Adjusting the capacity of the juncture between the body 12 and the head 14 requires only relatively small adjustments in the sizes of these parts. Slight increases in the thickness of the flanged end 26 and slight increases in the engagement area between the retainer 16 and the threaded portion 34 of the cylindrical side wall 30 provide substantial increases in the strength of these parts.
The diameter of the stud 18 is adjusted to provide the necessary shear strength for side loading. The diameter of the stud may be increased beyond that which is required by the rated capacity of the hoist ring, if desired. Since body 12 is generally formed from one integral piece of material, which is reduced in size to the desired diameter stud, no extra metal is required to form a larger diameter stud. In fact, less metal is removed in making a larger diameter stud, which saves time, energy and tooling wear. In order to be interchangeable with prior devices, such as that shown in FIG. 3, the diameter of the stud 18 is preferably the same as for a screw 13 in a prior safety hoist ring of the same load rating.
The costs of manufacturing the safety hoist ring of the present invention are substantially less than those incurred with prior safety hoist rings. The parts are simple to manufacture with conventional machine tools, and require few operations.

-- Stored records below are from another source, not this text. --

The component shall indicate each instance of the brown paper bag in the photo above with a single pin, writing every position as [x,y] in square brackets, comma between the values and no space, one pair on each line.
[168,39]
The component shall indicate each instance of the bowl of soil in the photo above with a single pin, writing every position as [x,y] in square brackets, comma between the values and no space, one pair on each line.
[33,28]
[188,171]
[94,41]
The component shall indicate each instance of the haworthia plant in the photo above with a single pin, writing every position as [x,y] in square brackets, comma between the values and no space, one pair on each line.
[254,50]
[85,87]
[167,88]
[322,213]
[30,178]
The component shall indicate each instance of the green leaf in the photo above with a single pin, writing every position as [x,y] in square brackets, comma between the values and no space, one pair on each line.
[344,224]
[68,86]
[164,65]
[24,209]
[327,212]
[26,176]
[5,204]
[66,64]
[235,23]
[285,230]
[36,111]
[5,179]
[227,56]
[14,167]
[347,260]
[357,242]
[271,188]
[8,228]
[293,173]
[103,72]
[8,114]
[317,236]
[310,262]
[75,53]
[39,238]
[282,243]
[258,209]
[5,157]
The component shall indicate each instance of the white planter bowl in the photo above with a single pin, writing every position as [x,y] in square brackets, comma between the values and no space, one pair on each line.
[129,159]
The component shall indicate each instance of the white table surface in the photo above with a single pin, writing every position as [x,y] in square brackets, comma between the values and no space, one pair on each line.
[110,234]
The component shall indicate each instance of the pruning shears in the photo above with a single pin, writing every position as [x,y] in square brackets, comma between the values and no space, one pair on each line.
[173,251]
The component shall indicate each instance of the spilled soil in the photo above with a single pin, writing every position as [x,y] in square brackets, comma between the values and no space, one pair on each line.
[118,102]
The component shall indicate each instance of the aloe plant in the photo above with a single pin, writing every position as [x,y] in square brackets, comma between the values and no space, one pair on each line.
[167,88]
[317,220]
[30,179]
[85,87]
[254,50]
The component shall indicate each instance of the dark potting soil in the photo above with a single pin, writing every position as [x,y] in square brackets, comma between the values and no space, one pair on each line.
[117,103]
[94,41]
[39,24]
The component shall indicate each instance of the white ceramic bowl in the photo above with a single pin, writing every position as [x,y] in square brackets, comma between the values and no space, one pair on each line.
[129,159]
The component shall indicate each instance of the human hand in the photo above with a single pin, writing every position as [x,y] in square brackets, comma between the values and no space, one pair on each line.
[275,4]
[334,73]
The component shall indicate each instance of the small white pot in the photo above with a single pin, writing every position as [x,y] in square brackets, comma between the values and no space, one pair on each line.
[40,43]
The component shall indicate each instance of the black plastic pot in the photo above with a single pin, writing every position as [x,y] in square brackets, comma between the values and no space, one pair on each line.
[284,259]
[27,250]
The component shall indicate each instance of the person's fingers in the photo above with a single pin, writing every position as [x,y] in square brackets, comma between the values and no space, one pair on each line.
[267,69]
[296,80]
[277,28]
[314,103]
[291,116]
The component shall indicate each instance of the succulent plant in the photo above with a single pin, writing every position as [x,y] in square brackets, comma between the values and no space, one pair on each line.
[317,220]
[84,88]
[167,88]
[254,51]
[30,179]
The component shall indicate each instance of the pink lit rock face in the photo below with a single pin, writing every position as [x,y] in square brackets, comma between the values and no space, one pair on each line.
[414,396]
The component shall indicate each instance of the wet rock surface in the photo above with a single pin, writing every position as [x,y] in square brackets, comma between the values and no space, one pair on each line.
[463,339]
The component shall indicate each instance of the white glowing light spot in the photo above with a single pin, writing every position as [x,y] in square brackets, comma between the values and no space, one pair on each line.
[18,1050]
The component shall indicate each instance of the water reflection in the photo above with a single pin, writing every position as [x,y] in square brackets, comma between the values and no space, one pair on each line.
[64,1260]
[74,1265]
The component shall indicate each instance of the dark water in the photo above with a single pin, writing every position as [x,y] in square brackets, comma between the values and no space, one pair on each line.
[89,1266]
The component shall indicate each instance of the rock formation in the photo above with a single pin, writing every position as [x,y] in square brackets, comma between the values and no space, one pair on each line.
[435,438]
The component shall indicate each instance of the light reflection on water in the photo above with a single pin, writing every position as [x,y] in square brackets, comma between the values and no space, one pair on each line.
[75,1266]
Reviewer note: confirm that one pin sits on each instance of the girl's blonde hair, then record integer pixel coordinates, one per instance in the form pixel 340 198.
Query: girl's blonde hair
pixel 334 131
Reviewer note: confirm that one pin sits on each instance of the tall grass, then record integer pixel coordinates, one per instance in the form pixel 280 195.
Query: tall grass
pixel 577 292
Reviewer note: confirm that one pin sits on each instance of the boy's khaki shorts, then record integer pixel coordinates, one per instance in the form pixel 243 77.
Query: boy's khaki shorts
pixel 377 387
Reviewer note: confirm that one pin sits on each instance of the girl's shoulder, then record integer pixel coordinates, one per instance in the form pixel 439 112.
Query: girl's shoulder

What has been described are preferred embodiments in which modifications and changes may be made without departing from the spirit and scope of the accompanying claims. Many modifications and variations of the present invention are possible in light of the above teachings. It is therefore to be understood that, within the scope of the appended claims, the invention may be practiced otherwise than as specifically described.